16

1.8K 192 59
                                    

What's the wonderful day? I said today. 

Entah mengapa aku merasa sesuatu yang berbeda dengan diriku. Seperti aku merasakan kedewasaan yang sesungguhnya. Aku tidak tahu ini ada kaitannya dengan apa yang aku lakukan dengan Bang Chan tadi siang atau tidak, tapi percayalah aku benar-benar merasa hidup sekarang. Bebanku terasa hilang, membuat pikiranku sangat ringan. Aku bahkan dengan sadar selalu tersenyum jika aku mengingat bagaimana hari ini berjalan. 

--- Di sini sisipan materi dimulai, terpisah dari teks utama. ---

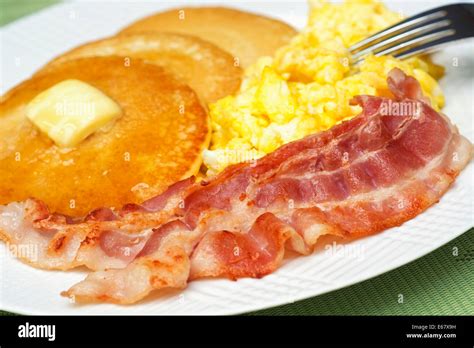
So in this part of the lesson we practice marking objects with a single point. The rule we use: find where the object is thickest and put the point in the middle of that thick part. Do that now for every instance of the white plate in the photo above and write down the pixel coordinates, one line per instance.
(30, 42)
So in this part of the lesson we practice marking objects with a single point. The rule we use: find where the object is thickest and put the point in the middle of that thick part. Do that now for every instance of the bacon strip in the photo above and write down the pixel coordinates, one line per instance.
(373, 172)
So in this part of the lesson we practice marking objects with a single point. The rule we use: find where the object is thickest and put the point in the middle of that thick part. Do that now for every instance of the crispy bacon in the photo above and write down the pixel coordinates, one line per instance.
(373, 172)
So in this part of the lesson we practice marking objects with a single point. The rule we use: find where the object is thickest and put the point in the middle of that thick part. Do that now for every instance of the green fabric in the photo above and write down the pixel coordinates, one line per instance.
(13, 9)
(437, 284)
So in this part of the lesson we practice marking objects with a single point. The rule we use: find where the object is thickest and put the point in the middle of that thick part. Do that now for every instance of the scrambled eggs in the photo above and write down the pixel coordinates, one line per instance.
(307, 85)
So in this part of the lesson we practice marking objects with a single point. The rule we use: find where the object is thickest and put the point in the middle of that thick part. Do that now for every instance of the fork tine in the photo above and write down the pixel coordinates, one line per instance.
(382, 45)
(421, 43)
(400, 27)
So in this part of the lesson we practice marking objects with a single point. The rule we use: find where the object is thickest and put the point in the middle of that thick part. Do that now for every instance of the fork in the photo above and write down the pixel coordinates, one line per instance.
(422, 33)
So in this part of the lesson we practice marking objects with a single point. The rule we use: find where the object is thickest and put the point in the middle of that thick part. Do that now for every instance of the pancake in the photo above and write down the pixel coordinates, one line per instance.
(157, 140)
(206, 68)
(245, 35)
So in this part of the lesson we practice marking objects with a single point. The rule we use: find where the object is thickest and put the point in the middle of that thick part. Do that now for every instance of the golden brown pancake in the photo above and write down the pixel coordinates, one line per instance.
(245, 35)
(157, 140)
(206, 68)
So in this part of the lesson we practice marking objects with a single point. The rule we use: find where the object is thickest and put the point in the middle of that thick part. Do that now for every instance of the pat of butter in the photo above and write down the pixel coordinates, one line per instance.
(70, 111)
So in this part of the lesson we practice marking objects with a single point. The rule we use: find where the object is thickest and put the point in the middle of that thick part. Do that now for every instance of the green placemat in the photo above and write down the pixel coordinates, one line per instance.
(441, 283)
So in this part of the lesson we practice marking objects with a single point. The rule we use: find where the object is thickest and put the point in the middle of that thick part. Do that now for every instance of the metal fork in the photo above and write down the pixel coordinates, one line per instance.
(419, 34)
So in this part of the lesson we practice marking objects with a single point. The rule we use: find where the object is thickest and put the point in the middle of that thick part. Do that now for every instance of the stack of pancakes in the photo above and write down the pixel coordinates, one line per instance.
(162, 71)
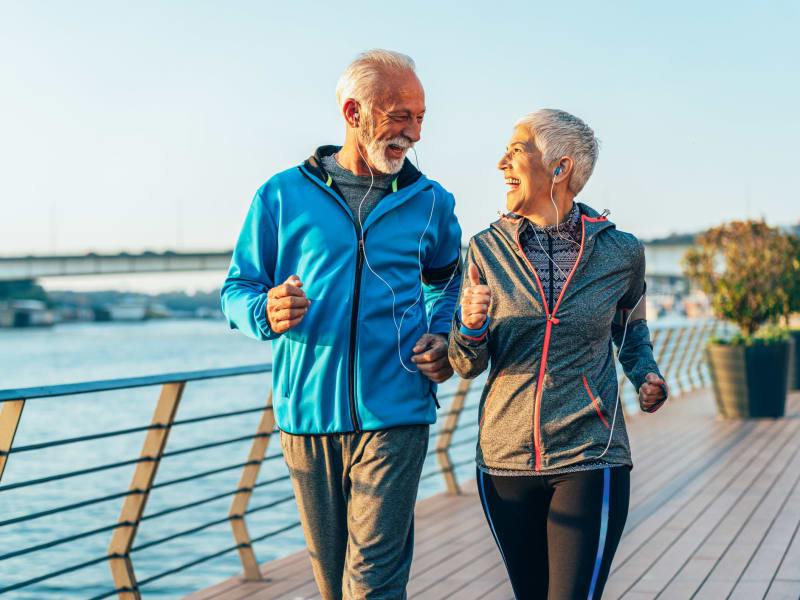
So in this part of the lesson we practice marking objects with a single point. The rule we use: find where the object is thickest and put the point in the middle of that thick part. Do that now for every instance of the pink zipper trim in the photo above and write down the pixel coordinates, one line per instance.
(551, 320)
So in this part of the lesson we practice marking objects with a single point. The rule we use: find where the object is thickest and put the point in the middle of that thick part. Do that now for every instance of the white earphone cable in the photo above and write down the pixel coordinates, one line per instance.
(398, 327)
(619, 389)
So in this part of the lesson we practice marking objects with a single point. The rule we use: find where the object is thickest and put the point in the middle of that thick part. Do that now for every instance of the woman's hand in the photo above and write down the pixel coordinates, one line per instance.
(651, 393)
(475, 301)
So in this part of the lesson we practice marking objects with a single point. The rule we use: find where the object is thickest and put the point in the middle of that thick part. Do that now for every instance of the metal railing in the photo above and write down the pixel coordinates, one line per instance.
(677, 349)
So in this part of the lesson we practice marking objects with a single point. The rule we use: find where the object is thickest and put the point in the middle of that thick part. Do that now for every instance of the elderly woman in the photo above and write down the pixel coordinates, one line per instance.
(550, 285)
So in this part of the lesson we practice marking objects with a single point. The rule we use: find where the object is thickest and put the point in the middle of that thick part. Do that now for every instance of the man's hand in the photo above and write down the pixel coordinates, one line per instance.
(286, 305)
(651, 393)
(431, 357)
(475, 301)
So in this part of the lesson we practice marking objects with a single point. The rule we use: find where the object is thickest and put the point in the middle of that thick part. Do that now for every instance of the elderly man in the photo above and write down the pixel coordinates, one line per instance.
(350, 264)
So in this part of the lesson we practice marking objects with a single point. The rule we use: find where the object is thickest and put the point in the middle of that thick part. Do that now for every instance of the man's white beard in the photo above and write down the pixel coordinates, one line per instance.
(376, 151)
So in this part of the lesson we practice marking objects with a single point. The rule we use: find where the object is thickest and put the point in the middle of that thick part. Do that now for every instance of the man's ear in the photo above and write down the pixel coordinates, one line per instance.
(350, 111)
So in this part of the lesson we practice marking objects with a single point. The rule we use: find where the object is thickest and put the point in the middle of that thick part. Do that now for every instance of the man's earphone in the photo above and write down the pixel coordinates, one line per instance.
(399, 326)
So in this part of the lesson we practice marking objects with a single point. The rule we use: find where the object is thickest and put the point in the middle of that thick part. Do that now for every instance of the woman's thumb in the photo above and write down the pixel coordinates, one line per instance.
(474, 275)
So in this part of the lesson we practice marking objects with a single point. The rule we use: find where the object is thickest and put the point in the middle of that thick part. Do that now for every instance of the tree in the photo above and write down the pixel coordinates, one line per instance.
(746, 269)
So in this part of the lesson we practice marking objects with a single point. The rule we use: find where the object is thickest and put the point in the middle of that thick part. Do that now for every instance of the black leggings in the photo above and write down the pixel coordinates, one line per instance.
(557, 533)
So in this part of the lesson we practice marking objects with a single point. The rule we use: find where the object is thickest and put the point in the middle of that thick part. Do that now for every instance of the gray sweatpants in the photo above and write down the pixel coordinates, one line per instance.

Tadi aku memutuskan untuk kembali ke kamarku saat aku mengetahui bahwa Bang Chan tertidur pulas di sampingku. Aku tidak protes, bagaimanapun dia bekerja sangat keras untuk tubuhku. Jadi aku membiarkannya tetap berada dikasur serta aku kembali ke kamarku untuk membersihkan diri. Dan sekarang, mataku menatap pantulan diriku sendiri di cermin, mencoba mengoreksi apa yang kurang dari tampilanku malam ini. 

Ini tidak semerta-merta karena aku akan pergi ke suatu acara, aku hanya sedang melatih diriku untuk terlihat biasa saja didepan orang tuaku dan saudara tiriku yang lain-termasuk Bang Chan. Ibuku pernah mengatakan bahwa aku sangat buruk dalam berbohong, jadi aku harus menutupi apa yang terjadi hari ini dengan sangat baik.

Sejujurnya, kakiku masih terasa kebas dan perih di bagian intinya. Ini tidak aku rasakan sebelumnya saat aku bermain bersama Hyunjin. Apakah milik Bang Chan memang sebesar itu hingga aku masih merasakan bagaimana sakitnya? Itu bisa saja terjadi, karena aku sama sekali tidak ingat permainan yang aku lakukan dengan Hyunjin di hotel semalam. 

Kepalaku menggeleng dengan cepat mencoba mengenyahkan pikiran-pikiran itu. Aku mengambil nafasku panjang dan mengeluarkannya perlahan sebelum berjalan keluar dari kamarku. Sejak kejadian aku menemukan mayat di kampus dan Lino yang terluka akibat berkelahi di pesta ulang tahun Kang Yeo So, kami tidak pulang ke rumah ayah tiriku di pusat kota.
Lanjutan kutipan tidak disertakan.